Stanton’s money kept New York out of the top end of the pitching market until finally last winter Cashman decided to splurge on Gerrit Cole. They let Lance Lynn walk for a mere 3 years, $30 million after the 2018 season while giving J.A. Happ more money (2 years, $34 million), and they also traded away Sonny Gray for peanuts. With the Yankees not expected to go big for Trevor Bauer, signing 34-year-old Corey Kluber to a 1 year, $11 million contract makes a lot of sense. He pitched just 1 inning for Texas in 2020 after 35 innings of a 5.80 ERA in 2019 with Cleveland. 2018 was Kluber’s 5th consecutive year throwing over 200 innings as he dazzled with a 2.89 ERA, .99 WHIP, and 222 K’s. Yankees scouts obviously like what they saw in his showcase two days ago, when his fastball sat 88-90 mph (he threw 30 pitches and mixed in all his off-speeds).

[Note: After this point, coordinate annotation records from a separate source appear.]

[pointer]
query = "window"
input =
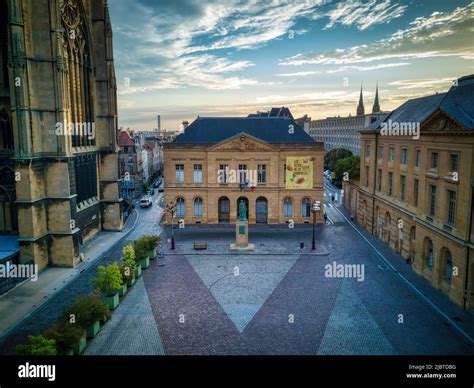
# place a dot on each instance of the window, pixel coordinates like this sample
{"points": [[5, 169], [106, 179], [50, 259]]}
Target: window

Kluber’s sinker had already declined from 93.8 mph in 2014 to 92.0 in ‘18 and 91.3 in ‘19 before he tore the teres major muscle in his shoulder in ‘20. But given that perpetually-injured Drew Smyly turned 5 good starts into an $11 million deal with Atlanta this November, Kluber’s $11 million looks like market value. And his slurvey curveball, one of the best pitches of the last decade, got more movement than ever in ‘19 at 18.1 inches of horizontal break—8.7 inches more than the average curveball at that velocity. Young, analytically-minded Matt Blake garnered rave reviews in his first year as Yankees pitching coach (after Sony Gray criticized predecessor Larry Rothschild for being behind the times), so the club believes it can optimize Kluber’s mix to succeed even with diminished velocity.

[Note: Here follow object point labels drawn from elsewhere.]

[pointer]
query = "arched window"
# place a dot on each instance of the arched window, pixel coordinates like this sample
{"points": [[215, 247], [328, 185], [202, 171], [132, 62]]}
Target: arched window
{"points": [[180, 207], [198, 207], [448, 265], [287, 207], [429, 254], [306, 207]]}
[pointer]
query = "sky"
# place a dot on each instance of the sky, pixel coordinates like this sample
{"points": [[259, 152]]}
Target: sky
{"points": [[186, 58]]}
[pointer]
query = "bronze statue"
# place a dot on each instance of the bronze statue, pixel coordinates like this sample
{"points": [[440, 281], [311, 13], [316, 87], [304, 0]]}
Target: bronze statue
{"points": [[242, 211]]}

Unlike last season, there’s depth in the Yankees rotation behind Cole. Jordan Montgomery looked solid returning from Tommy John, Deivi Garcia and Clarke Schmidt could step up, Domingo German is back from suspension, Luis Severino could be back in June or July, and swingmen Jonathan Loaisiga and Michael King can start, too. The Yanks don’t match the Dodgers’ or Padres’ rotations, but especially if they sign Jake Odorizzi (or at least re-sign James Paxton or Masahiro Tanaka), they should do a better job getting the ball to that wipeout ‘pen in 2021. And with Lemahieu back in the lineup, the Bronx Bombers are gonna blow teams out a whole bunch.